Baby’s First Burnout

This week I learned what burnout feels like. 

I sort of thought I knew already, after lots of school and a few very intensely emotional jobs. But emotional burnout from other people’s tragedies is one thing, this was like good old fashioned “I don’t give a shit anymore, I’m ready to call in sick and I don’t care if they fire me” burnout. 

It wasn’t my fault. We are working on a project that had a hard deadline, our office is understaffed, and we were wildly underprepared for what we were facing. We had new software, a new workflow, and a very short time frame. It had to get done. But last week I worked 57 very stressful hours, and when Monday rolled around after a non-weekend spent working…. I was totally burnt out. 

And I was NOT DONE. I worked Monday, Tuesday, and until about 7 pm the Wednesday before Thanksgiving. Because sometimes, shit just has to get done. 

Now obviously, burnout is bad. There’s a million articles by people way smarter and more experienced than me about how to avoid it. (Apparently I should read some of them). But sometimes, you just have to push through for a few days before you can collapse into your bed. So here’s what I learned:

  1. Treat it like finals week. This might not be the right metaphor for everyone, but I always went into finals week with this mentality like “this is gonna suck but we just have to push hard for one week and then it’s over”. My whole sleep schedule would flip, I would stock up on caffeine and just like… lean into the messiness of it. I found that adopting the same mentality about this short term work project made it allllmost fun… like a very miserable adventure.
  2. Speaking of caffeine… Get yourself treats. For me it was those bottled Starbucks frappuccinos that are entirely sugar, yerba mate, and peach rings. Sometimes, you just have to bribe yourself.
  3. ADULTS CAN BE SO PETTY. This isn’t really a how-to thing I guess, but an observation. I work with real adults who are not young people, and oh my God they are so catty and petty when they are stressed. So much so that it made me laugh, and honestly I think that saved me. I usually take mean emails very personally, so being able to laugh at these ones (some of which were SO ridiculous) was surprising and so necessary.
  4. Phone a friend. Like, even if you don’t have time. Do it while you’re doing some mindless task. Rant to them about how stupid people can be. It will make you feel better.

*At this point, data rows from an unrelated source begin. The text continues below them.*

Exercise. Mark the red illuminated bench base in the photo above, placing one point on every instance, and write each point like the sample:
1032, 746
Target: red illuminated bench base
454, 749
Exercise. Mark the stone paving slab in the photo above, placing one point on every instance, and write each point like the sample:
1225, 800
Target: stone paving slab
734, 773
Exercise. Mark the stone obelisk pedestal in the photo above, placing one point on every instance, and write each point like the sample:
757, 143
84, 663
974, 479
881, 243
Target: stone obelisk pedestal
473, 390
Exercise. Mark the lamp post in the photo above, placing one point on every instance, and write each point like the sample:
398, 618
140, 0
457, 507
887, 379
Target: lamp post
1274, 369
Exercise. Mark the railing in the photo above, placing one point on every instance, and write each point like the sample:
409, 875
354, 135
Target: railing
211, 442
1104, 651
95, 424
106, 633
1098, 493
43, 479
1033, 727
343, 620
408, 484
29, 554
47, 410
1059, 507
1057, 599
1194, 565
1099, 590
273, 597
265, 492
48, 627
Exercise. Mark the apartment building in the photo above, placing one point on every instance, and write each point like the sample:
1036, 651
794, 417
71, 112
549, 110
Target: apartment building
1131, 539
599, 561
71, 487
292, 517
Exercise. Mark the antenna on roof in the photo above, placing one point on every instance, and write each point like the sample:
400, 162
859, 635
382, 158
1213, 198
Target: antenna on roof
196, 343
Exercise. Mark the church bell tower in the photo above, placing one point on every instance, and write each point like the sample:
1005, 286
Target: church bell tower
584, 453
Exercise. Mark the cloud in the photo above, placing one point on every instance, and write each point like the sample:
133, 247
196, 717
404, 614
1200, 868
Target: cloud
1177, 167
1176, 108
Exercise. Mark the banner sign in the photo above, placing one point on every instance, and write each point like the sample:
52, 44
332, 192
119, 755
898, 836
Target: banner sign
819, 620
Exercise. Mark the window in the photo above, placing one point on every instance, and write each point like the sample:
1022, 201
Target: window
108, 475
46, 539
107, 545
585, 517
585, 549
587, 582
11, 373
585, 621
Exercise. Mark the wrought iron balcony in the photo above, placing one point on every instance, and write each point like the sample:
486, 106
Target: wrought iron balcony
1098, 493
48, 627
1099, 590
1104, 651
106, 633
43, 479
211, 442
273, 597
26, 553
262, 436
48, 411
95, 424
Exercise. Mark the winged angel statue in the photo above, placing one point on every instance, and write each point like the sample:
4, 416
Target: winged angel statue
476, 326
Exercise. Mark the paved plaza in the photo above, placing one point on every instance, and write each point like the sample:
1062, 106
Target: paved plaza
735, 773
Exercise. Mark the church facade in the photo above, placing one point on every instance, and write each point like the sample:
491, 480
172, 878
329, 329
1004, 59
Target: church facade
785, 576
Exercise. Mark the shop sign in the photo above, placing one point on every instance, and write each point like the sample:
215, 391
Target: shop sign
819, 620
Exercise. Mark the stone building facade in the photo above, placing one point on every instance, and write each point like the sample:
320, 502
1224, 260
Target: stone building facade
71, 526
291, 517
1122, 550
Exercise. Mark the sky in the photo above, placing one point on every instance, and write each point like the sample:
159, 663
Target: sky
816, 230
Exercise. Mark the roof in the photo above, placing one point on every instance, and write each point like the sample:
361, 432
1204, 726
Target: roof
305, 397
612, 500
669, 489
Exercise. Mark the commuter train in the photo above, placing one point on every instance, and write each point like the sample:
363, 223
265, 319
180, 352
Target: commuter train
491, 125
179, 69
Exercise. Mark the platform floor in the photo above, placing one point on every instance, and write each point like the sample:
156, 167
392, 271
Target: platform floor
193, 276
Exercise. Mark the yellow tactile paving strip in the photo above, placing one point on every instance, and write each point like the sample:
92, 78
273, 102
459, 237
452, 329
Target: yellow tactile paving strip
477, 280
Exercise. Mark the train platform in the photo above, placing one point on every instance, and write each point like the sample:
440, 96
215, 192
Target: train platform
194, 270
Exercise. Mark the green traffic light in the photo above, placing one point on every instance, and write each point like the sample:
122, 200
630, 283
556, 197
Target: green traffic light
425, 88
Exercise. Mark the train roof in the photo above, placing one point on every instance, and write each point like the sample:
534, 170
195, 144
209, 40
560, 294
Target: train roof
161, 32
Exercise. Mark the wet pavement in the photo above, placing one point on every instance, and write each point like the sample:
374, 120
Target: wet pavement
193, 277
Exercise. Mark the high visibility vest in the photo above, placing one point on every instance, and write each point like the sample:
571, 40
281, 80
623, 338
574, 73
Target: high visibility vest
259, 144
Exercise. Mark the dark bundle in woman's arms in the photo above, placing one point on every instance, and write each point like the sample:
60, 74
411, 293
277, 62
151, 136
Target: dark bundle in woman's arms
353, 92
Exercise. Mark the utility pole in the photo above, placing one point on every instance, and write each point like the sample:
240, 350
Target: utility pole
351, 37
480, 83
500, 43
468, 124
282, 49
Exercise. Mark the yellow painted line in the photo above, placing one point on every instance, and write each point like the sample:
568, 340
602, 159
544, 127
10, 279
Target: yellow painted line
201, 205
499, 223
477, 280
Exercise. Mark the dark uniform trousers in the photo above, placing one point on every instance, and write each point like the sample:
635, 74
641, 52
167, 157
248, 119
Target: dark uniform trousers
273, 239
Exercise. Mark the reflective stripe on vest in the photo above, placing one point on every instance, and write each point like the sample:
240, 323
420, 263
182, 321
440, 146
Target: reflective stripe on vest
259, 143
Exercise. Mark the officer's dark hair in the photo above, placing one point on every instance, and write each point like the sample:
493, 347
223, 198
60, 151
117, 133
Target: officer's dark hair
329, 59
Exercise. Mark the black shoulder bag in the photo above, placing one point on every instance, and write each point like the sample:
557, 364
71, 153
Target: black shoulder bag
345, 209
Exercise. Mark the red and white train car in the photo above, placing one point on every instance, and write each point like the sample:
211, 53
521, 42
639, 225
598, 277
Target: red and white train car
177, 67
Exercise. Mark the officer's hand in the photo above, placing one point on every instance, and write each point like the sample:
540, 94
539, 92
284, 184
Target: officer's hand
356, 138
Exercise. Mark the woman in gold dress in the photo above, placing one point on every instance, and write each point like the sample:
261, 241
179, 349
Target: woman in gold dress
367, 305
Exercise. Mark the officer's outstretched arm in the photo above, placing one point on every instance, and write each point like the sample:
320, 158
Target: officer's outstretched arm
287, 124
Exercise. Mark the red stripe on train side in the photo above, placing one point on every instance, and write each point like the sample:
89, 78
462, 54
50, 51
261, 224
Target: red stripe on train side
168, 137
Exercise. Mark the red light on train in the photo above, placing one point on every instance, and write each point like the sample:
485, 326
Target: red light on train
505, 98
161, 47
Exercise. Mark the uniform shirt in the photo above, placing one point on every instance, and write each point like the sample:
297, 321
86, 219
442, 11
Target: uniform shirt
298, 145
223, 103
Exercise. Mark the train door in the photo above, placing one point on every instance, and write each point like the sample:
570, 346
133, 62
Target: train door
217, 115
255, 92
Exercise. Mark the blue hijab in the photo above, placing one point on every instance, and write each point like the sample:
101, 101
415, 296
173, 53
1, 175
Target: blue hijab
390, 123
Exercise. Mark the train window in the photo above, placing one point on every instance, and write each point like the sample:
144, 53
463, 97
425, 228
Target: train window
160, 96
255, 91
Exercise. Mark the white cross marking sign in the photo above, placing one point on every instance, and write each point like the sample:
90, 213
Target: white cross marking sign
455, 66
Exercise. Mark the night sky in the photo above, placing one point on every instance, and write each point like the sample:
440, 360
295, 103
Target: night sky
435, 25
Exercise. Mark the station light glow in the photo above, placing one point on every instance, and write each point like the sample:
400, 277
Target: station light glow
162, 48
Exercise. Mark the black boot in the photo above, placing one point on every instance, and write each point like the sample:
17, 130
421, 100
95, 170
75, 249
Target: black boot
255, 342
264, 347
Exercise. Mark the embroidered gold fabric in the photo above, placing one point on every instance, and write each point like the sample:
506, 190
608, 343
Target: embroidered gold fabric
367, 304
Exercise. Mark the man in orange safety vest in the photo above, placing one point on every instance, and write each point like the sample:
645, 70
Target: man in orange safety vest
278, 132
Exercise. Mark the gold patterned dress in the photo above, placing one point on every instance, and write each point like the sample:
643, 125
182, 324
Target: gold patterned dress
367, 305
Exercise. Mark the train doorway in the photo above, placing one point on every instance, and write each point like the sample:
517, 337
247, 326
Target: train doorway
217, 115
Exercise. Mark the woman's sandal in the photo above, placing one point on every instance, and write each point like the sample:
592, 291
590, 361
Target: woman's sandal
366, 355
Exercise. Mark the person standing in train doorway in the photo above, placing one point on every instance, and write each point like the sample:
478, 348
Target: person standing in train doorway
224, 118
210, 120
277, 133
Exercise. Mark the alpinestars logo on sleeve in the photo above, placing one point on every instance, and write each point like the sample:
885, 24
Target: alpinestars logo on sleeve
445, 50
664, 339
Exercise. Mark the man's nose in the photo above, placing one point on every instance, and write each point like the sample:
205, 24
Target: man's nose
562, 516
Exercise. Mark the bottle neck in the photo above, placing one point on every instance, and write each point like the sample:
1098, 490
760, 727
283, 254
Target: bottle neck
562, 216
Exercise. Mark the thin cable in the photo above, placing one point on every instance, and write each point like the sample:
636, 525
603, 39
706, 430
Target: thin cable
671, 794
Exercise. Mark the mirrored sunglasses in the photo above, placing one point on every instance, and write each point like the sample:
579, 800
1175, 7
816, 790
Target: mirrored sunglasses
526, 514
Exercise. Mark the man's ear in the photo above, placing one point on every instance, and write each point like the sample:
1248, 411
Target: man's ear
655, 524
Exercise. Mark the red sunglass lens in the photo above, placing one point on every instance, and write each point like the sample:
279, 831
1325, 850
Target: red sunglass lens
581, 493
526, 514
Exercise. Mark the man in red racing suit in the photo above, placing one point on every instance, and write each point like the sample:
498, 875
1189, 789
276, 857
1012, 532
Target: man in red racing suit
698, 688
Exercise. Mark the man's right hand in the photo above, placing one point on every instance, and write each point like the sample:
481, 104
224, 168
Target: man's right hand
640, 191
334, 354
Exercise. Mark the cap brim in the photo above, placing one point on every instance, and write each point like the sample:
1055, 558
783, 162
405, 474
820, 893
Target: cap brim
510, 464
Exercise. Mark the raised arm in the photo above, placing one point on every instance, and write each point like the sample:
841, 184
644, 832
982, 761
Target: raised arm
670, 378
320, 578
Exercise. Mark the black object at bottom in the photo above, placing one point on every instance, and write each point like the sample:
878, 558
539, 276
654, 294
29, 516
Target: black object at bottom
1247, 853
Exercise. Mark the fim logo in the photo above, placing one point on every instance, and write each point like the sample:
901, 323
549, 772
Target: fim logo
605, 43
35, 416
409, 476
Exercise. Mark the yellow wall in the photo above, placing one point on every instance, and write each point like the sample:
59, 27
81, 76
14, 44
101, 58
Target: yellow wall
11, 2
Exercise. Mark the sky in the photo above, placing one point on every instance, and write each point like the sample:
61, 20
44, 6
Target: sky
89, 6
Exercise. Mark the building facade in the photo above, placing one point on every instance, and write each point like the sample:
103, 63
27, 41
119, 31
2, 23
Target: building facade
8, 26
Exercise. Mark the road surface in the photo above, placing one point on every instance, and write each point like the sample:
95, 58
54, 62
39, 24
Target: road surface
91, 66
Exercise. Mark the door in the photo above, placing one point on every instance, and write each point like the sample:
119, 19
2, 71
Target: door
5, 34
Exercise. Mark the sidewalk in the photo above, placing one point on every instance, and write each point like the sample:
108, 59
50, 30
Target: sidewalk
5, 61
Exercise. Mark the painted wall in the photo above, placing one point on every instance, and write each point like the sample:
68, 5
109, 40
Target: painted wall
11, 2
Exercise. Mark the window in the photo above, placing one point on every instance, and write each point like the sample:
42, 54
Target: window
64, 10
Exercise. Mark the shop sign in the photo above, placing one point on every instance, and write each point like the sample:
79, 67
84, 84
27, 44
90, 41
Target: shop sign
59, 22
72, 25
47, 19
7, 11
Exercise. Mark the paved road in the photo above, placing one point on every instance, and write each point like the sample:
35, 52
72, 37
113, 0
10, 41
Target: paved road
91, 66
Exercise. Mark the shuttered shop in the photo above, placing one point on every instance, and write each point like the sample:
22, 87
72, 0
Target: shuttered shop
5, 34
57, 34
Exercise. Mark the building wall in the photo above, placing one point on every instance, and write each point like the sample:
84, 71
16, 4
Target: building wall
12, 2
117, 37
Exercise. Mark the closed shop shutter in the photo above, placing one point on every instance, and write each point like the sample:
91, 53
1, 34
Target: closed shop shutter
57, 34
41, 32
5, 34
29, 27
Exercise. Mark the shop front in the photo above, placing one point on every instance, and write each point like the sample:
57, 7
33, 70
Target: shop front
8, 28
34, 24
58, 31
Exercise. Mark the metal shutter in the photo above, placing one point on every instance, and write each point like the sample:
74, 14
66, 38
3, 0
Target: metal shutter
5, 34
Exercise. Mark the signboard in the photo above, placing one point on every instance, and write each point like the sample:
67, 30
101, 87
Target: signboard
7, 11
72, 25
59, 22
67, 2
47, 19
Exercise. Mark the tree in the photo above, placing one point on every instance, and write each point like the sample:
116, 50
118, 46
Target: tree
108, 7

Honestly, this week was terrible and I hope that none of you have to face this kind of misery any time soon… but if you do, it will suck. But if it’s truly temporary, then you got this. Treat it like an adventure for the adrenaline rush, stock up on snacks for the sugar rush, laugh at people’s pettiness for the endorphin rush, and phone a friend for… idk my pattern fell apart. 

Whatever happens, just remember that you totally got this, and it’s just a job. You are more than your workplace contribution, no matter how it feels in the moment (and trust me, I felt like my whole world was falling apart for a good 72 hours this week). 

If you need a friend to phone let me know, and as always thank you for being here.